The result – you walk past a drone, and I get a street view photograph of where you live, work and play.

4. Rogue Access Points, Data Interception, MITM attacks?

Snoopy drones have the ability to bring up rogue access points. That is to say, if your device is probing for “Starbucks”, we’ll pretend to be Starbucks, and your device will connect. This is not new, and dates back to Karma in 2005. The attack may have been ahead of its time, due to the far fewer number of wireless devices. Given that every man and his dog now has a WiFi enabled smartphone the attack is much more relevant.

Snoopy differentiates itself with its rogue access points in the way data is routed. Your typical Pineapple, Silica, or various other products store all intercepted data locally, and mangles data locally too. Snoopy drones route all traffic via an OpenVPN connection to a central server. This has several implications:

(i) We can observe traffic from all drones in the field at one point on the server.

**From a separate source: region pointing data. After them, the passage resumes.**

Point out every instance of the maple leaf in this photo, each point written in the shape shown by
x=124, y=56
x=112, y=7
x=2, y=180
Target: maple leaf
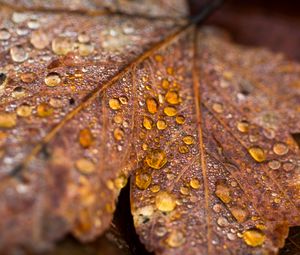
x=92, y=91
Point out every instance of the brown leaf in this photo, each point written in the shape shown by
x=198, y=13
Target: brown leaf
x=92, y=90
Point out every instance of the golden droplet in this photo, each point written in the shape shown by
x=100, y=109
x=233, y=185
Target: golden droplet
x=183, y=149
x=165, y=84
x=118, y=134
x=27, y=77
x=161, y=124
x=223, y=193
x=195, y=184
x=24, y=110
x=239, y=214
x=147, y=123
x=170, y=111
x=243, y=126
x=52, y=79
x=175, y=239
x=156, y=159
x=142, y=179
x=172, y=97
x=188, y=140
x=184, y=190
x=121, y=182
x=85, y=138
x=254, y=237
x=155, y=188
x=8, y=120
x=257, y=153
x=165, y=202
x=44, y=110
x=152, y=105
x=85, y=166
x=62, y=45
x=180, y=119
x=114, y=104
x=218, y=108
x=280, y=149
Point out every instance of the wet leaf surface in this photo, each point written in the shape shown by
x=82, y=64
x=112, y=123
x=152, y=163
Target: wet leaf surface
x=93, y=92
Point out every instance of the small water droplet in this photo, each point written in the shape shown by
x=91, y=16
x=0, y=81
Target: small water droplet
x=18, y=54
x=165, y=202
x=257, y=153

(ii) Any traffic manipulation needs only be done on the server, and not once per drone.

(iii) Since each Drone hands out its own DHCP range, when observing network traffic on the server we see the source IP address of the connected clients (resulting in a unique mapping of MAC <-> IP <-> network traffic).

(iv) Due to the nature of the connection, the server can directly access the client devices. We could therefore run nmap, Metasploit, etc directly from the server, targeting the client devices. This is a much more desirable approach as compared to running such ‘heavy’ software on the Drone (like the Pineapple, pr Pwnphone/plug would).

(v) Due to the Drone not storing data or malicious tools locally, there is little harm if the device is stolen, or captured by an adversary.